Thanks for that advice. So if I was to challenge on procedural grounds, the choice of criteria in itself would not present a legal challenge. If the criteria were set following receipt of the applications (so once the panel had knowledge of who the candidates were) would that matter?
Also, during the interview I was specifically asked "How would I feel about managing older, more mature managers?" At the time I was taken aback by the question as I thought it inappropriate. Is this grounds for discrimination?
Finally, from your response my understanding it that whilst it is good practice, there is no legal requirement for selection criteria to examine all essential requirements for the job? So the idea "essential" requirements in a person spec has no standing in law? It is perfectly legal for an employer to give a promotion to someone who objectively does not have one essential requirement over someone who meets all the requirements on the basis that they may offer additional experience in some of the other requirements. So exceeding requirements in other areas is allowed to make up for not having it in another.

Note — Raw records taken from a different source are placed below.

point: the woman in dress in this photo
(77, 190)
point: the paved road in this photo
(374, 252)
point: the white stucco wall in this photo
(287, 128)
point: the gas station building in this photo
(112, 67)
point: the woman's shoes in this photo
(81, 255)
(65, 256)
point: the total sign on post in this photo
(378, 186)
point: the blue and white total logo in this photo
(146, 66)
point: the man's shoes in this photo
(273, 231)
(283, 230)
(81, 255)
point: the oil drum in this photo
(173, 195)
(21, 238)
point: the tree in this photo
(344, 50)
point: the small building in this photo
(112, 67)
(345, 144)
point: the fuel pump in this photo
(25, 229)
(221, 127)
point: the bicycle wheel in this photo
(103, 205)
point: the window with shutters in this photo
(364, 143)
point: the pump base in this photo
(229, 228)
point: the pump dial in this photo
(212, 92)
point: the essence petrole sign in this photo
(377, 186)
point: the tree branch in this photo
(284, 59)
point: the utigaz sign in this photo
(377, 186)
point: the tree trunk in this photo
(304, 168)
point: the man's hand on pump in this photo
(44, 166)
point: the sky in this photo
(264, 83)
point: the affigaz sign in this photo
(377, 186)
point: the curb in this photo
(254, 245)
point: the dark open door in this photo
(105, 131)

2. Criteria have to be set in advance. Not after receipt of applications. What occurred in your situation is known as "shifting the goalposts" and is a valid ground for review as this type of behaviour infringes the law of fair procedures.
3. The Question about managing older, more mature managers is not necessarily outlawed. Whilst it is undoubtedly ageist, you would have to have some entry in your reasons for non-acceptance which related to this which showed it formed some basis for discrimination. The question itself would not get your over the line in legal terms.

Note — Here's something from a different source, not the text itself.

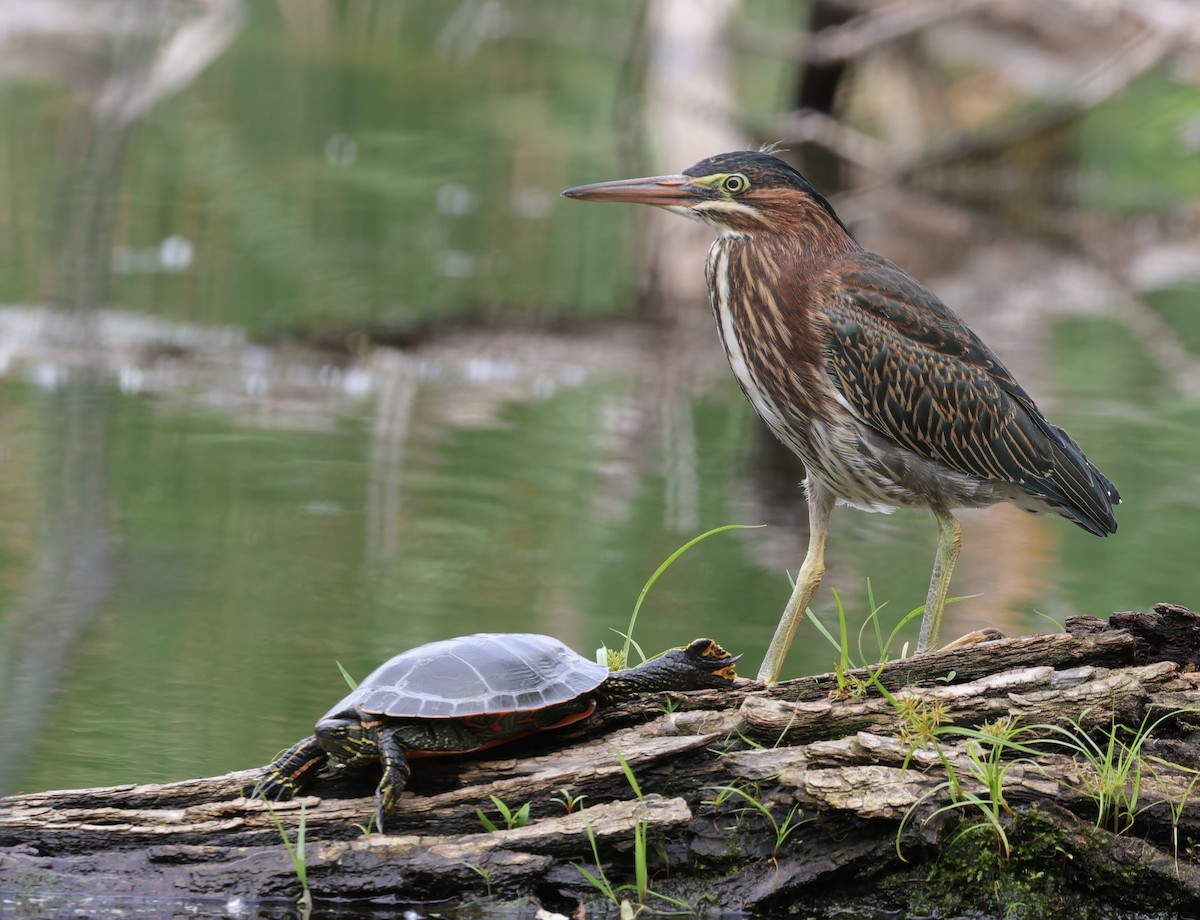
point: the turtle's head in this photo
(707, 663)
(703, 665)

4. At the outset, the requirements in a candidate specification forms, as you were, the pitch within which the selection should take place. But as with a field of play in a soccer match, there is no requirement that every blade of grass should be covered or that any part of the field of play is mandatory. Courts will not enter onto the field of play and rule something unlawful merely because one criteria has not been filled. The law reports contain many examples of this not occurring. I regret I cannot give you a different answer on this point, but this is how the law operates.